Steps to reproduce: 1. set activedefrag to no 2. set keys then del keys to produce memory defragmentation 3. set activedefrag to yes on replica 4. lead to a crash
Comment From: hpatro
@Nanciico Do you have information on allocator_fragmentation_ratio before you enabled activedefrag? Did you generate random data via DEBUG POPULATE or loaded some specific data to reach this condition?
Comment From: hpatro
This issue seems to be applicable only to cluster-enabled setup as it crashes while updating the linked list for maintaining slot to key information.
I had written some tests for #11695 to test defrag on cluster mode.
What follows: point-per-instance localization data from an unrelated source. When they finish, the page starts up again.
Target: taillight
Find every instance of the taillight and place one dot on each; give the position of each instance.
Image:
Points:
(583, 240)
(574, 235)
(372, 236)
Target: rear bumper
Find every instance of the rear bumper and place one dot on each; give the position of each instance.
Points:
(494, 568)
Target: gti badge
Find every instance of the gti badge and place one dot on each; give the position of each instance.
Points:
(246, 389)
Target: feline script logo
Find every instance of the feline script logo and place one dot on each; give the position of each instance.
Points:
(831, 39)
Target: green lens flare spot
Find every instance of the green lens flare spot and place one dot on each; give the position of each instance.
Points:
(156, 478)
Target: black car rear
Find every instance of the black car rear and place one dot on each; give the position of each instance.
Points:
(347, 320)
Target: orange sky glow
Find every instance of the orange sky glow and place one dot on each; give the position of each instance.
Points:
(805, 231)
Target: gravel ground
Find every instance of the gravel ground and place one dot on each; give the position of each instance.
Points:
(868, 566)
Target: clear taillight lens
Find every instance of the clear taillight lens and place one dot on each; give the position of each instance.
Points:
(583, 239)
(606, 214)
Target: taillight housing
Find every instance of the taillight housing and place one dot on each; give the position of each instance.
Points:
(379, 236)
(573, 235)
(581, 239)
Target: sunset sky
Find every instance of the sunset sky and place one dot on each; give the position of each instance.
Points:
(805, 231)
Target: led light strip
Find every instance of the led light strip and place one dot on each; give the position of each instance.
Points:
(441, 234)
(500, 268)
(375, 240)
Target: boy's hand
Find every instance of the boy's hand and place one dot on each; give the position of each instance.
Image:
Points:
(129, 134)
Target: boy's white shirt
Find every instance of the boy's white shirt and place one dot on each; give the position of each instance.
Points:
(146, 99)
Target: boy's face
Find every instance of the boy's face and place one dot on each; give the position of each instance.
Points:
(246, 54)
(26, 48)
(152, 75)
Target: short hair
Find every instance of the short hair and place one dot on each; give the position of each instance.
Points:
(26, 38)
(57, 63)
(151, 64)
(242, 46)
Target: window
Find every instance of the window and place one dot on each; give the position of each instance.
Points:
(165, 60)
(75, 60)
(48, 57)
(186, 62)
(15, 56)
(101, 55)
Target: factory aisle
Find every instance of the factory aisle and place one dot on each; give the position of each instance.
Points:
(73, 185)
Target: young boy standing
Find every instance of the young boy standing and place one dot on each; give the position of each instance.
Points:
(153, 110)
It successfully passes on 7.2.1 https://github.com/redis/redis/commit/6ff263b10d0399307e508d3b0564a1dd91bc30f0. Note: It only runs on the primary though.
Comment From: Nanciico
I do not generate keys via DEBUG POPULATE.
I just set string type to the cluster, and randomly delete them to make memory defragmentation.
memory_fragmentation_ratio = 1.83
I thought it will just happen in cluster mode, but I do not know why it just happens on replica.
Comment From: madolson
@zuiderkwast FYI, might be related to some of the changes we made in 7.0 for the linked list for key->slot, given that it's only on cluster mode.
Comment From: zuiderkwast
@madolson I'm not sure what you're refering to. The slot->keys api using dict entry metadata which is now gone?
Comment From: hpatro
@zuiderkwast I think this slot to keys DLL was introduced in 7.0. The crash seems to be happening while updating the DLL.
Comment From: hpatro
@Nanciico I tried to follow the steps and reproduce the scenario. However, couldn't make the server crash. Would you be able to share the set of command/data to load to reproduce this?
Comment From: Nanciico
@hpatro 1. Set activedefrag to no for all the nodes,include master and replica. 3. Just set string type up to used memory is 7G,key: 26bytes, value: 256 bytes. 4. Delete key every other key.
key1 key2 key3 key4 key5
key1 key3 key5
- set activedefrag to yes on replica
- crash.
It just use set and del command.
Comment From: Nanciico
while set activedefrag to yes on replica, the replica do not response to cluster nodes command, and the cpu rise to 100%.
Comment From: hpatro
@Nanciico I tried the above suggestion still haven't been able to reproduce locally. Are you able to reproduce this consistently? If yes, please provide the exact set of commands to help debug this further.